A lot of people have their identity wrapped up in how late they can leave it before they put the heating on. If they can wait until November, they are restrained, stoical, masculine in all its best senses. If they can push it to Christmas Day, they are all those things plus they could probably live through a blitz without complaining, if only someone would give them the chance. If you are living with a person of this ilk, all I can tell you is that I once heard of a man whose Christmas present to his wife was heating vouchers that she could trade for warmth, until they ran out. So it could be worse, in other words.

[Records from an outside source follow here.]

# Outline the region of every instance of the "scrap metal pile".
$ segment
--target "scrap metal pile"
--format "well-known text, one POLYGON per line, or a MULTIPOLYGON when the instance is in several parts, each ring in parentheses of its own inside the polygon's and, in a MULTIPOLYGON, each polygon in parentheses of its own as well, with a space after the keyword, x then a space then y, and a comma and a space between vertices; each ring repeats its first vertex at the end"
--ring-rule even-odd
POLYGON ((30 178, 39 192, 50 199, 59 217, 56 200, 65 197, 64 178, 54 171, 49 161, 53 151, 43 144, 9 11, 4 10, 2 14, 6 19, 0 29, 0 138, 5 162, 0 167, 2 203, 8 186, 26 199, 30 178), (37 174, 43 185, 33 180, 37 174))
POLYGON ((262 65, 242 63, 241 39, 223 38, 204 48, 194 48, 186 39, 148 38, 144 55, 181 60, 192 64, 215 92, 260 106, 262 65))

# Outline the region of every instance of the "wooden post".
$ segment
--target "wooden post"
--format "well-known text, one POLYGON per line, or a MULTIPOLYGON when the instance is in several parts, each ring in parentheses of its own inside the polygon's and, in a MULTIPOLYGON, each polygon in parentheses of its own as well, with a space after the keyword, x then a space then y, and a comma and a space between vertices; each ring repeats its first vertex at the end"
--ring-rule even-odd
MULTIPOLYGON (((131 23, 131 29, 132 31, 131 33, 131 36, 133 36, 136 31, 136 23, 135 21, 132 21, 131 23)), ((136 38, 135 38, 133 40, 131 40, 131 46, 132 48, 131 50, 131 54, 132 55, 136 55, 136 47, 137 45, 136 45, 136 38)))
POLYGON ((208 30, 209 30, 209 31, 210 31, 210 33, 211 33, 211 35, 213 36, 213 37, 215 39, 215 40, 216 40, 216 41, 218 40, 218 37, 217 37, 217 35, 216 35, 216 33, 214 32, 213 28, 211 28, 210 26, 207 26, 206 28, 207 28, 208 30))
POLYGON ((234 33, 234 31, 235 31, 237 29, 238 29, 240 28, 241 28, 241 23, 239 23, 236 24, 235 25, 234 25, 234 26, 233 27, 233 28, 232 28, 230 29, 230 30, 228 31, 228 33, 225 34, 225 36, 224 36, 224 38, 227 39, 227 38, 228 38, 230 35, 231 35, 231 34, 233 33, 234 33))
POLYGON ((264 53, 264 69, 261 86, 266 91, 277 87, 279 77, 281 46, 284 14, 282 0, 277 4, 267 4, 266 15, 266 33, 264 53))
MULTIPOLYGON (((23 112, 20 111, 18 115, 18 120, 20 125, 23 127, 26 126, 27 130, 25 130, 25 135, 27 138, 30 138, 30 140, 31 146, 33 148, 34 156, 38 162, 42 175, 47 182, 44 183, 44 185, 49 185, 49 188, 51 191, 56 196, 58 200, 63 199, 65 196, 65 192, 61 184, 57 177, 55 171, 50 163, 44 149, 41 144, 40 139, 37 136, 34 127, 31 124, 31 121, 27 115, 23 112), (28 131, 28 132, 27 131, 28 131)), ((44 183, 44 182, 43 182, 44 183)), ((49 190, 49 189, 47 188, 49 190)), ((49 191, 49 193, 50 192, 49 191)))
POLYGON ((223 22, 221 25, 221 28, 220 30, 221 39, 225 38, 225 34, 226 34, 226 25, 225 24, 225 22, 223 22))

I don’t have a dog in that fight, living under a tyranny of teenagers, who sometimes want it tropical and other times are so swayed by a 15-second energy-conservation video they saw on TikTok that they are prepared to wear gloves in the house. But I’m in profound denial about the outdoors. I honestly believe that if I can leave the house without a coat on, that means it’s not yet autumn. It’s an almost Truss-esque rebuttal of external realities.
I spend a lot of time scuttling to the tube, where it’s summer all year round, then settle myself proudly on the Victoria line, thinking: “Who’s laughing now, people in coats? I bet you wish you could feel this muggy tube breeze of recirculated farts on your bare elbows.”
Around now, the thermals come out, in ever more abstruse variations (they certainly didn’t make polo neck onesies when I were a nipper). You can look and feel as though you’re in a single layer, some kind of early June uniform, whereas in fact you’re in two layers, and one of them was devised by 70 years of continuous Japanese innovation for use in a snow festival.
For at least a fortnight, when the weather can take no more of this nonsense and answers every argument with a biting wind, I just stop going out. Finally, I’ll cave in to a coat, at around the same time as all the real men are setting their thermostats to 18.5C – Christmas Day.